The LORD will vindicate me;  your love, LORD, endures forever–  do not abandon the works of your hands (Psalm 138:8).” 

Goodbyes are difficult. Endings are often sad.

I am experiencing this firthand this weekend. After close to two months of coordinating a program for 18 young scholars from another country, I will be saying goodbye to them at the airport tomorrow morning. I will miss them.

As I told my boss when he congratulated me and asked me if it was worth the late night phone calls, I had a blast.  Meeting and working with and for them was a real opprtunity to learn and grow and make new friends.

You could say I have grown to love them. I believe, with some of them, the feeling is mutual. It was a life changing experience for both me and them.

Yet, in this life, loves comes to an end. People move on with their lives. Marriages end in divorce. It’s quite sad, really.

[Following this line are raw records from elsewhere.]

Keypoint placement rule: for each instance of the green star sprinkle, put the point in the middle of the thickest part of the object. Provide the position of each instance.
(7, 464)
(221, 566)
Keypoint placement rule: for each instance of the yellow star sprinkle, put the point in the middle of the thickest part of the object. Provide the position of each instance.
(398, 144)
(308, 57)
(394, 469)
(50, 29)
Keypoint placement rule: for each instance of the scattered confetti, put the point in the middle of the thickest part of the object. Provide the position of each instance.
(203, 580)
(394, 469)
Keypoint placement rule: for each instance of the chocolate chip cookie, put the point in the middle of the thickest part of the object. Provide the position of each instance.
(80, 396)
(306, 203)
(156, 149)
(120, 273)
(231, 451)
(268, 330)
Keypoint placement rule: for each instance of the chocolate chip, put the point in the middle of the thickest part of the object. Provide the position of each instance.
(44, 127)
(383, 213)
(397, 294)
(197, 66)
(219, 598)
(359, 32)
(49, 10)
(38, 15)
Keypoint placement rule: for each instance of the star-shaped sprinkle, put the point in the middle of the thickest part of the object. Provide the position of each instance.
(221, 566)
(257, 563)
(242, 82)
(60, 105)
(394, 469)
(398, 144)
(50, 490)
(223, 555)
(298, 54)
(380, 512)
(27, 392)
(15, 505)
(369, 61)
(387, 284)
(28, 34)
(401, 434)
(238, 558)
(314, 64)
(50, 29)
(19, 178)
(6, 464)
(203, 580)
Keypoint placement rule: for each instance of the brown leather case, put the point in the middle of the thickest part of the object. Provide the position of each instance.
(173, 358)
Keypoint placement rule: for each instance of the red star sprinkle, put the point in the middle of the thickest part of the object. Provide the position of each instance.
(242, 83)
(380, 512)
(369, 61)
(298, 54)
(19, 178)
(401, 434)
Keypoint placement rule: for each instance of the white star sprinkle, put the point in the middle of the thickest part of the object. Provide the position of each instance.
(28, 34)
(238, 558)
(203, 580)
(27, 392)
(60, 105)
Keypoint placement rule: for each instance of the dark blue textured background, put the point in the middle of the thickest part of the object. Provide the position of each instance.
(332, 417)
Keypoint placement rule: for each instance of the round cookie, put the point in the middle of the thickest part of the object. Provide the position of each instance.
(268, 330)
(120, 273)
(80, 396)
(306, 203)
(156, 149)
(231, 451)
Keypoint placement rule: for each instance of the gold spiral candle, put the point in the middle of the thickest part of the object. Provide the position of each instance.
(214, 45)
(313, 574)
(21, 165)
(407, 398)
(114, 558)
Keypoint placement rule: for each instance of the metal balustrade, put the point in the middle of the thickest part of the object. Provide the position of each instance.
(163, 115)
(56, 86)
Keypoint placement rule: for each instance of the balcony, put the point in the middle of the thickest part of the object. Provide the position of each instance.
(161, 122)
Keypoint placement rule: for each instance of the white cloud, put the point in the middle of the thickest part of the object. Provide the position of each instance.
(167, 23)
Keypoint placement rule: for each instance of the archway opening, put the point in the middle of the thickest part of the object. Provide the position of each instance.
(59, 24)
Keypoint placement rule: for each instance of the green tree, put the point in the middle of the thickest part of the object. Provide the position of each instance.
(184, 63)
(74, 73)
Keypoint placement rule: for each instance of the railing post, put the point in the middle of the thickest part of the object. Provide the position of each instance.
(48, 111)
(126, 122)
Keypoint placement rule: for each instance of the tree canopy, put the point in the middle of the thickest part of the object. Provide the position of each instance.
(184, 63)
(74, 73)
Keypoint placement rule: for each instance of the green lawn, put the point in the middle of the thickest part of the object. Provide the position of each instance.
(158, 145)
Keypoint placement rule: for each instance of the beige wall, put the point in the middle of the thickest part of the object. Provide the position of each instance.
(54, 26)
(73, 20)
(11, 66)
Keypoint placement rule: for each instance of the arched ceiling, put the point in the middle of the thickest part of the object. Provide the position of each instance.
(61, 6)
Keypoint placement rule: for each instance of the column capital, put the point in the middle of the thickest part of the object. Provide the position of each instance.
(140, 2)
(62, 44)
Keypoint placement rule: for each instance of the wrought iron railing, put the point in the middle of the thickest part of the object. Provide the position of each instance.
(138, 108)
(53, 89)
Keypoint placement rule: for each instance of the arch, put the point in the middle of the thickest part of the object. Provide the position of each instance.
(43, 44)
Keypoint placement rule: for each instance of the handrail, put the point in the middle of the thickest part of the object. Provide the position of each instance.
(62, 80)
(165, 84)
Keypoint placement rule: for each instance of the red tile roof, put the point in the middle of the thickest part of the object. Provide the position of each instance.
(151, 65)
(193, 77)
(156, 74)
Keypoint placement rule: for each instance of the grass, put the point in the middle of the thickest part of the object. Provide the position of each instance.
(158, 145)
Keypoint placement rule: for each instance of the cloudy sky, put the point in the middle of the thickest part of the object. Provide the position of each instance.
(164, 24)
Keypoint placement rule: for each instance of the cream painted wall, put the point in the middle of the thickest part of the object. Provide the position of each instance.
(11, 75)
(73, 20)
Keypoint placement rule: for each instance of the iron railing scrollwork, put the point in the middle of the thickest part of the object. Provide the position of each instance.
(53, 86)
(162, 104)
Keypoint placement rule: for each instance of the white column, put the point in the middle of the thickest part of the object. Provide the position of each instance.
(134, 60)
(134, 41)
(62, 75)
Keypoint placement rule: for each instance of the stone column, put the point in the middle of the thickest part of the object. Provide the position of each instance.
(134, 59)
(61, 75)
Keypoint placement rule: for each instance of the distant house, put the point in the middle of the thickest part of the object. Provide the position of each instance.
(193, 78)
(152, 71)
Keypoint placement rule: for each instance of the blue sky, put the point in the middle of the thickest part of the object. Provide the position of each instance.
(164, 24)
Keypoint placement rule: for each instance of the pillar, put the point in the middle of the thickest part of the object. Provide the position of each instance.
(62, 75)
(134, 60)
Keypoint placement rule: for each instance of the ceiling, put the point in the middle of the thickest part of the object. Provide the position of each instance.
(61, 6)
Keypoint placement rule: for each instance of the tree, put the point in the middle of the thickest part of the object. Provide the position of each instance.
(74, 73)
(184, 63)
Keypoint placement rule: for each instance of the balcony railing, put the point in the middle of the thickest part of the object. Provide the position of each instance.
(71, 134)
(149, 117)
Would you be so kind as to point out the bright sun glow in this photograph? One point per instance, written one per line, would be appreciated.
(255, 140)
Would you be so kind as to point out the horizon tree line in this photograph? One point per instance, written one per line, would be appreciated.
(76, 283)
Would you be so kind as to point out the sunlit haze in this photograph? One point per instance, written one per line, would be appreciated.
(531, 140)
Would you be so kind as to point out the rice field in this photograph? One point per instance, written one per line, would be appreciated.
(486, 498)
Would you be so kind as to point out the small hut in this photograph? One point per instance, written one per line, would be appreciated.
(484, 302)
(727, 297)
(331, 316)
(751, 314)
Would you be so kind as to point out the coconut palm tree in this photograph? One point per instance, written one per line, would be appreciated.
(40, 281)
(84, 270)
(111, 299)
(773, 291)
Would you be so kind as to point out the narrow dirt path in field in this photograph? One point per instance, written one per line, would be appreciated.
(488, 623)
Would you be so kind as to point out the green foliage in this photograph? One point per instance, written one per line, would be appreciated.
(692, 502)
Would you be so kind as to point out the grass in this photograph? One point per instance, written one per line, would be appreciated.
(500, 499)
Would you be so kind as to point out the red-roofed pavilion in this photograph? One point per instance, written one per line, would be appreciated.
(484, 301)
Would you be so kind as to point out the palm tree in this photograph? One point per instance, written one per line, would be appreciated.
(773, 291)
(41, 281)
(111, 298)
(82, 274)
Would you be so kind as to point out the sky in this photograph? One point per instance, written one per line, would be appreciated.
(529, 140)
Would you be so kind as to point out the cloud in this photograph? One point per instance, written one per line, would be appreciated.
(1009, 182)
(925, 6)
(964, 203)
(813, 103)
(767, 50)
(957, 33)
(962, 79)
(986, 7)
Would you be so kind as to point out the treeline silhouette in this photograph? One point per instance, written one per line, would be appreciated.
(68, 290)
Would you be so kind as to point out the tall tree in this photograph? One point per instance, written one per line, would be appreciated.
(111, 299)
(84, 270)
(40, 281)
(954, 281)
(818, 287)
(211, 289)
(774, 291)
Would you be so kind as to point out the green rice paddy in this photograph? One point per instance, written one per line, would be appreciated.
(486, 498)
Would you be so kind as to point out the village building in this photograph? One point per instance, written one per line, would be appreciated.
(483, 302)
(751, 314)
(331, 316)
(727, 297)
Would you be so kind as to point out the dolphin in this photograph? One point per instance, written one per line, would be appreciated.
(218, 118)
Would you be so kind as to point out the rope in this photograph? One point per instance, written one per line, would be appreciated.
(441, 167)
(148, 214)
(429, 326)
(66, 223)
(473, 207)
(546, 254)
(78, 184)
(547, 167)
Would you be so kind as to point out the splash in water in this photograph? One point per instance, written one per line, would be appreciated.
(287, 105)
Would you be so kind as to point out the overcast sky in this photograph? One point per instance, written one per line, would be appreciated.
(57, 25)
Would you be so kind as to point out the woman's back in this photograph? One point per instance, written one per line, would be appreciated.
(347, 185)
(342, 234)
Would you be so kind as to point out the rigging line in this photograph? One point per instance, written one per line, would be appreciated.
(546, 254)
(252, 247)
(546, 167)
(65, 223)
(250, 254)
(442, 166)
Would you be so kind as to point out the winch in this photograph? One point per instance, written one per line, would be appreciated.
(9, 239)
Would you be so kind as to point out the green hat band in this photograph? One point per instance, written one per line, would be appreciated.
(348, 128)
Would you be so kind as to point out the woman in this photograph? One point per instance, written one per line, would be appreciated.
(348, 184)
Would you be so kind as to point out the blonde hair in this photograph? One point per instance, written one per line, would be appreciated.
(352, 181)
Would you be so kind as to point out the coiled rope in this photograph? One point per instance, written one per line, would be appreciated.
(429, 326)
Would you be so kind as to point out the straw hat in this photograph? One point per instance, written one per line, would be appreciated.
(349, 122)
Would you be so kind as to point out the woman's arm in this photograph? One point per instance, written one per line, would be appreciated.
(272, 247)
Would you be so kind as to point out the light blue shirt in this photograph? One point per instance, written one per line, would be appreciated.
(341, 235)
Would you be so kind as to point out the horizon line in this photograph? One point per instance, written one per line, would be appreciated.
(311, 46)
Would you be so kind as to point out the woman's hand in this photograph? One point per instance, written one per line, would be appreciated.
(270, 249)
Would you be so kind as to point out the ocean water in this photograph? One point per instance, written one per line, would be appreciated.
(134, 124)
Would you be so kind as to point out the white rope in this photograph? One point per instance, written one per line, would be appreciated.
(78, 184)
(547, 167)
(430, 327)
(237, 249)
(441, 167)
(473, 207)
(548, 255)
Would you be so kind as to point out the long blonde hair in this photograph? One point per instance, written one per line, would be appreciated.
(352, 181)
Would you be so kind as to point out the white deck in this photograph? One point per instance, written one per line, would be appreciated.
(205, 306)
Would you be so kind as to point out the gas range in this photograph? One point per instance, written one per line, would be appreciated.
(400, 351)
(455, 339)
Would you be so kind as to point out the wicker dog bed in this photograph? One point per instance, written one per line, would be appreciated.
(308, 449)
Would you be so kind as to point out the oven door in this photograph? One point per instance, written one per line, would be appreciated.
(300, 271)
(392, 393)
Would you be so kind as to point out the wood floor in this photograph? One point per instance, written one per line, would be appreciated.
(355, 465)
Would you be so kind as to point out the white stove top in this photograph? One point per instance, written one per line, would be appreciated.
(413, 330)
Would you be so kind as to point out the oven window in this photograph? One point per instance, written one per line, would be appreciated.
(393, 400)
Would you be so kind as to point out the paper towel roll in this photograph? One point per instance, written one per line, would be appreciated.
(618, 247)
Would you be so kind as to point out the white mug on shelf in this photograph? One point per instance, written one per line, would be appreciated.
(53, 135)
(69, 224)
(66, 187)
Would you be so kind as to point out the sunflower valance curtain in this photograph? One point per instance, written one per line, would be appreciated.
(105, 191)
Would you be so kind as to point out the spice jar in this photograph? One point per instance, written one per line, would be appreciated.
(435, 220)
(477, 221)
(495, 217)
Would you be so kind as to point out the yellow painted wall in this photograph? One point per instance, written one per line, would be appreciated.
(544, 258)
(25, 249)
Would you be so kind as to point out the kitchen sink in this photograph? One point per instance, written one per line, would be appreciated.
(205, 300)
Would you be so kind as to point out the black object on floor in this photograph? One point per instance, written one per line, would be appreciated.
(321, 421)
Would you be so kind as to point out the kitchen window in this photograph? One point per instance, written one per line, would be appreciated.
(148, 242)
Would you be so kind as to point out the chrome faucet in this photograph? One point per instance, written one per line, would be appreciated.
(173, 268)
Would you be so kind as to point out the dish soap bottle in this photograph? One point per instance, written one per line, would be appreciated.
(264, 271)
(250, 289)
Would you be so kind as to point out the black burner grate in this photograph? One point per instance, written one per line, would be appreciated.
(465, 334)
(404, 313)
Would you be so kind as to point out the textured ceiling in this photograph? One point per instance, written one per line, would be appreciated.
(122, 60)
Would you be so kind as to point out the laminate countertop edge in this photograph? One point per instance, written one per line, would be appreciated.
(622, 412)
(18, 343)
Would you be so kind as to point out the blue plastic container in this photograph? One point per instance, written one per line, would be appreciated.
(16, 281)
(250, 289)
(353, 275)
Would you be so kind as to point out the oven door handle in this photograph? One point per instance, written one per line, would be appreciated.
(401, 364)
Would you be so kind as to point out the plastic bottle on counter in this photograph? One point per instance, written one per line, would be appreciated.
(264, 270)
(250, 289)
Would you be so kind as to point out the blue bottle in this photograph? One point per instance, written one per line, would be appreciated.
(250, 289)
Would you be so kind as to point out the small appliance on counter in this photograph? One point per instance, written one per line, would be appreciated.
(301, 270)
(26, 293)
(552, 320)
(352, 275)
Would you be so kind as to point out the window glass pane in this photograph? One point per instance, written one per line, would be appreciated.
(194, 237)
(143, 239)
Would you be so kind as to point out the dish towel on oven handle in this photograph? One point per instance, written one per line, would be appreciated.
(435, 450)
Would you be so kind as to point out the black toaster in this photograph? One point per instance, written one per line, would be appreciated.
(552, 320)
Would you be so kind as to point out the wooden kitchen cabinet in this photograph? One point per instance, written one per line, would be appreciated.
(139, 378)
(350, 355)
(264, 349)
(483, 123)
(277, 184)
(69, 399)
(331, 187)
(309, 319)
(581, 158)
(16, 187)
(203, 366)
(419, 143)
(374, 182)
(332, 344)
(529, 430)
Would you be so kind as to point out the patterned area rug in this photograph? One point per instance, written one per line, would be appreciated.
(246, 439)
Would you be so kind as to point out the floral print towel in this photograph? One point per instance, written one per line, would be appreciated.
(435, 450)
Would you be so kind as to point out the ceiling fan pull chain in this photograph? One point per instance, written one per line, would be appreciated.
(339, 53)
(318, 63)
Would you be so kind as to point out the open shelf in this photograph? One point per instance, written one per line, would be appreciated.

One thing  I will always remember about my students who are leaving tomorrow is their singing.  Their music accompanied us wherever we went.

But the “dance” with these folks is over.

Leonard Cohen wrote some lyrics which talk about the end of love in this life. Here are  the opening lines of his song:

“Dance me to your beauty with a burning violin
Dance me through the panic ’til I’m gathered safely in..”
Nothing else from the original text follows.